念生不适应泱生这么激烈的动作,干呕了一声,泱生猛地惊醒,提搂起她,凶狠地咬着她的娇艳的唇片,沉声说:“不要在这里,”他眼神一转,看见了不远处的假山,打横抱起轻飘飘的念生向那里走去。
念生乖顺地依偎在他怀中,低声嘟囔:“真好啊……爹,不是梦吧?”
“不是,念生,爹爹在这里。”
所有言语,以吻封缄。
如果有什么是假的,那么一定是在远处瞭望着的温如凉,笑得冰冷。他身后,是躺下的三个暗卫,在地上流了一地的血。

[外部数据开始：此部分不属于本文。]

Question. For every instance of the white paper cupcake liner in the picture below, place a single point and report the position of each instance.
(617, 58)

温如凉掏出一瓶化尸水,洒在他们身上,那些尸身,霎时不见。只剩下血液在林子中流淌,和那个冤死的贵妃的血,一同刻在竹林中。
作者有话要说:下一章……是福利……话说,上章就三个小朋友留言了,叔好伤感……
☆、与君共归去
*
林子里很冷,泱生怕冻坏了念生就把衣服披在她的身上,念生也怕冻到泱生,毕竟他现在已经瘦得不成形了,“爹,你穿。”
阴冷的感觉暂时冷冻了泱生急急预发的欲.望,他抱着念生走到假山后,坐在一块大石上,紧紧地搂着她的身子。他想了她这么久,在宫城外干着急,甚至想要恢复容貌委身于他人,还好在路上遇见了温如凉,有了进宫的契机。

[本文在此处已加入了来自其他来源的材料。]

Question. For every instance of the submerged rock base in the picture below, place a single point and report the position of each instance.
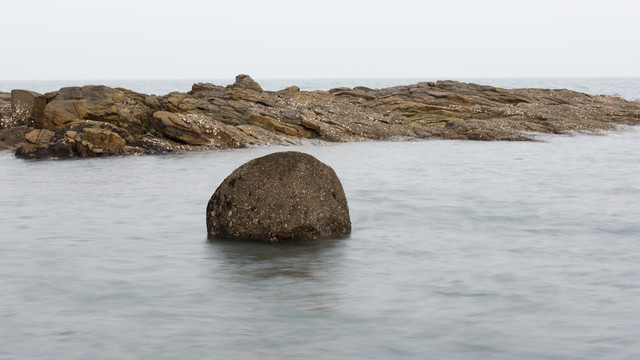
(93, 121)
(282, 196)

泱生一句话也不想说,瘦得双颊凹陷的脸在念生的脸上的轻轻蹭着。他的女儿过得一点也不好,那么乖巧迟钝的一个孩子,如果不是被逼急了,怎么会随便虐打下人?她在家里的时候,把厨娘都当亲生母亲一样来讨好的。
莲目流露凄凉,泱生闭上眼,从她的唇片吻起,轻轻柔柔,并不深入。他明白她的心急,李适如此反复无常,她是太怕那些恐怖的变数了……“念生,你受苦了。都怪爹没用。”